I suggest changing "hack and slash" in the introduction to "slashers", since "hack and slash" is applyed to both rouge games and action RPG as often as it is applyed to slashers. Netrat (talk) 09:27, 8 October 2008 (UTC)

the term "hack 'n slash" has been around since the days of Golden Axe. I know rogue-likes also use the phrase for whatever reason but I believe the term is already too ingrained into the gaming community to attempt changing. besides, if you were to simplify it to "slashers" it would be confused with maniac-killer style horror movies that already use that term. - xenodolf —Preceding unsigned comment added by (talk) 22:57, 7 November 2008 (UTC)


Although it's more rare, these games are often called brawlers. See [1], [2], [3], [4] ... Don't have time now, but if no one gets around to it, I'll add these refs. (Particularly the last one, which makes it 100% clear.) Randomran (talk) 14:49, 18 March 2009 (UTC)

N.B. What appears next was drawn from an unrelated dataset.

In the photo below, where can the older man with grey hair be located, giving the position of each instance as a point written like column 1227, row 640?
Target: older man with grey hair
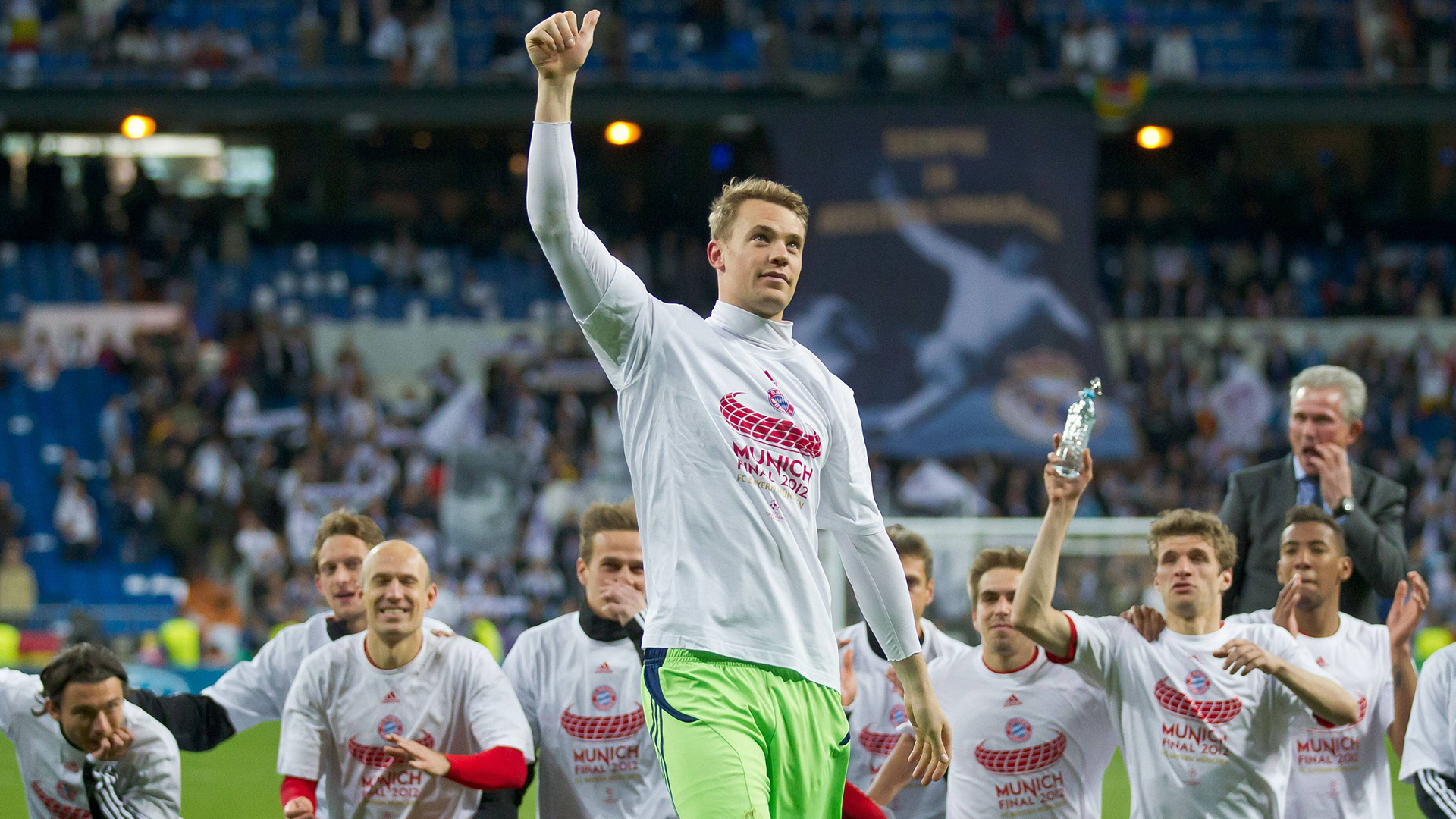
column 1326, row 410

I've heard the term, but then you have stuff like [5] which uses "brawlers" as an umbrella term for both beat 'em ups and fighting games. bridies (talk) 15:01, 18 March 2009 (UTC)
Interesting. That's the only place I've heard/read that. Still, rather than not mention it at all, I think it's safe to put it somewhere in the definition of the genre (and the lead) -- because it is something that the genre is sometimes described as. I won't push it too hard though. Randomran (talk) 15:05, 18 March 2009 (UTC)
Agreed. bridies (talk) 15:15, 18 March 2009 (UTC)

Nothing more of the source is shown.